Sandra Viviane de Moura – [email protected]
 
Meu coração bate forte agora…
a frase acima eu ouvi dele inúmeras vezes cada vez me impressionando mais…  
especialmente agora que ele não está mais entre nós…
Foram muitas as experiências que vivi com ele, todas elas sempre 
“mexendo”  muito comigo… tocando ora minha cabeça, ora meu coração.
Quando eu o conheci eu era uma jovem de 16 anos com a responsabilidade de educadora em uma 
pequena vila onde meus pais (agricultores) me criaram, às margens do Rio Paraúna (Tombadouro/Datas/MG). 
Ele era grande, barbudo, de fala grossa, com um nome muito 
complicado de se falar, por isto, entre nós, o chamávamos de 
“alemão”, mas mesmo assim, me lembro do primeiro abraço que dei nele… leve e caloroso!
E das coisas que ele falou conosco na 
primeira reunião… reflexões sobre qual tipo de desenvolvimento 
esperávamos depois do fim da atividade garimpeira na região.
Não sei ao certo o que se passou, mas a vida nos aproximou até que fui morar na sua vila encantada, São Gonçalo do Rio das Pedras.
Foi presente do Universo para mim.
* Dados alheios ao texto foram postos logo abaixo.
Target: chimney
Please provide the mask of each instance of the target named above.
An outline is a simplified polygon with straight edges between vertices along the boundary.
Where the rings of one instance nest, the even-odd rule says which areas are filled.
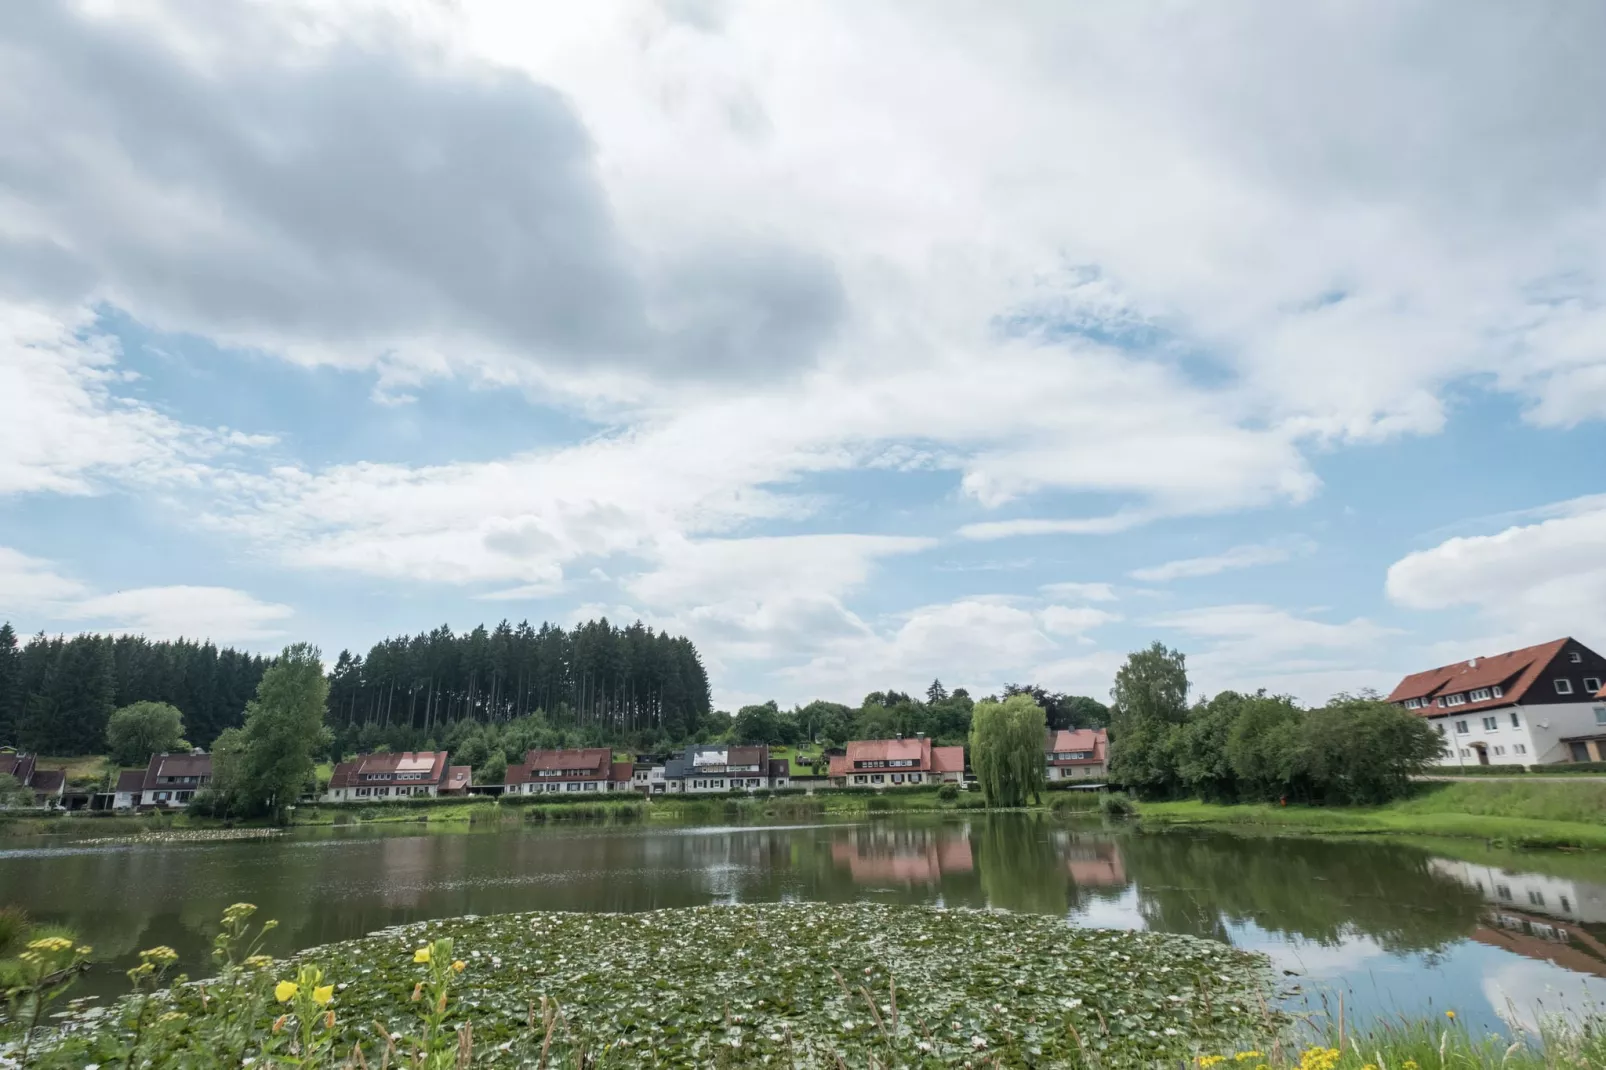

Ele me dava livros de Erich Fromm à Guimarães Rosa, textos de autores que só conheci por sua influência, todos tinham a ver com a beleza 
da vida e com o questionamento da humanidade.
Tudo sempre profundo, mas aprendi a andar nas ruas catando lixo e colocando dentro de minha bolsa, dando bom dia e chamando as pessoas pelo nome.
Aprendi a enxergar, um pouco, algumas das faces da corrupção de valores humanos.
 Nos seus relatos, aprendi a ver as coisas com 
olhares mais críticos que o habitual. 
Aprendi sem ele me dizer que era necessário, 
aprendi vendo-o fazer isto e achando nisto boniteza. 
Ele não se cansava de dizer e escrever em suas cartas e emails a frase do Thiago de Mello: “Como pouco sei e pouco sou, faço o pouco que me cabe: Me dando inteiro.” 
Impossível de esquecer! E foi assim… agora morando na França, 
desde setembro de 2013, agradeço a oportunidade que a vida me deu de conhecer esta pessoa do bem que escreveu sua história de maneira tão significativa.